Sanity checks: Ask Claude basic questions after building the database. Do the top counties, firms, or categories match expectations? Does the time series show known patterns (the 2008 crisis, the COVID spike, seasonal variation)? If Los Angeles is not in the top 5 counties for mortgage volume, something broke.
Quality reports: Ask Claude for a quality report: how many files parsed successfully, distributions of key variables, suspiciously short or empty extractions. These catch problems that sanity checks miss.
The 95/5 pattern: Automated pipelines get you 95% of the way; the last 5% requires judgment. In one project, a parser extracted the target section from 119 out of 120 filings. The holdout had an unusual formatting quirk. For a quick analysis, 119 out of 120 is fine. For a published paper, you go back and fix it. Either way, the pipeline did the bulk of the work.
Try It: CSV to Parquet to DuckDB
Try the entire pattern right now with the same data/examples/UNRATE.csv from the Core Workflow page. The file is tiny, but the workflow is identical at any scale.
Step 1: Ask Claude:
/prompt Convert data/examples/UNRATE.csv to a parquet file.

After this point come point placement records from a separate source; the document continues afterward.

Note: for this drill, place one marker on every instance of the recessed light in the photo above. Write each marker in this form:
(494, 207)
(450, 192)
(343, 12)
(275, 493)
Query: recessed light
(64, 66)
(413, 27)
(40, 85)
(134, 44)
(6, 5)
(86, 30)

Then create a DuckDB database from it with a metadata table
that documents every column: name, type, description, and value range.
Step 2: Claude produces a .parquet file (smaller than the CSV) and a .duckdb file. Check the metadata:
/prompt Show me the metadata table. Then compute the average
unemployment rate by decade.
Step 3: Check the results. You now have a self-documenting, queryable dataset from a plain CSV. Under two minutes, start to finish.